La Corte di Giustizia si pronuncia ancora una volta sull’equo compenso per copia privata

La Corte di Giustizia dell’Unione Europea, con sentenza del 16 giugno 2011 (C-462/09), è tornata a pronunciarsi in materia di equo compenso per copia privata. In particolare la Corte di Giustizia ha ribadito che lo scopo della direttiva 2001/29/CE sull’armonizzazione di taluni aspetti del diritto d’autore e dei diritti connessi nella società dell’informazione è quello di garantire un equo compenso agli autori che hanno, in generale, un diritto esclusivo di autorizzare o vietare la riproduzione delle proprie opere. Un’eccezione a questo diritto esclusivo prevista dalla direttiva è quella per “copia privata”, intendendosi con tale termine le riproduzioni su qualsiasi supporto effettuate da una persona fisica per uso privato e per fini né direttamente, né indirettamente commerciali.
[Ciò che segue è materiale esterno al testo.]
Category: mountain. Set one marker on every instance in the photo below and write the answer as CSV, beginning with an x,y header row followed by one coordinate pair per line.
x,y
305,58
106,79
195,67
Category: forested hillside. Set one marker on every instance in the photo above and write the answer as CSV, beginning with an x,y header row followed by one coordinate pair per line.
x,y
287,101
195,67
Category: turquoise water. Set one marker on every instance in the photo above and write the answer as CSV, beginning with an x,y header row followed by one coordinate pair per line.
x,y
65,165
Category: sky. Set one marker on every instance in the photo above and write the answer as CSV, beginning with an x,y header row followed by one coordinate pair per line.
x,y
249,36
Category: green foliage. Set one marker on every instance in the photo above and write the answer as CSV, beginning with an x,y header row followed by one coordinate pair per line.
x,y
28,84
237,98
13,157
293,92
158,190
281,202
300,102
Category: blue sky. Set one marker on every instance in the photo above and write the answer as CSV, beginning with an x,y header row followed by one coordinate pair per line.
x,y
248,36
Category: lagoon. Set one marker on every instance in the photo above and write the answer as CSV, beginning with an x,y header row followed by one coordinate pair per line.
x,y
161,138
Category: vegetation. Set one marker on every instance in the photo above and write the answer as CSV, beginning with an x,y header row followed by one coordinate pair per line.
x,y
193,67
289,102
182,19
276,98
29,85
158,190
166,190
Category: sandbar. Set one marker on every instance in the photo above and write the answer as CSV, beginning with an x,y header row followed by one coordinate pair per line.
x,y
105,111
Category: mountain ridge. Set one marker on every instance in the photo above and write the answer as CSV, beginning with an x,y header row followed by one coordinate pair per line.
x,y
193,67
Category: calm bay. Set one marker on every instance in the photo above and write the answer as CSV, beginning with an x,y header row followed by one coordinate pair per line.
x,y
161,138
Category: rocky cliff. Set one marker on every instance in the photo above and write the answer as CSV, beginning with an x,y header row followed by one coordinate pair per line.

La suddetta eccezione è consentita però a patto che le autorità nazionali assicurino un equo compenso agli autori. A tale proposito la sentenza del 16 giugno scorso ha chiarito che, tenuto conto delle difficoltà pratiche per individuare gli utenti privati, gli Stati membri hanno diritto a riscuotere gli importi dell’equo compenso per copia privata non dagli utenti, ma dai venditori di supporti digitali o da coloro che li mettono a disposizione per la riproduzione effettuata da privati, anche qualora abbiano la propria sede in uno Stato membro diverso da quello degli acquirenti. Ciò si spiega per il fatto che solo i soggetti che mettono a disposizione dell’utente finale apparecchiature, dispositivi o supporti di riproduzione possono ripercuotere il costo dell’equo compenso per copia privata sul prezzo della messa a disposizione pagato dall’utente.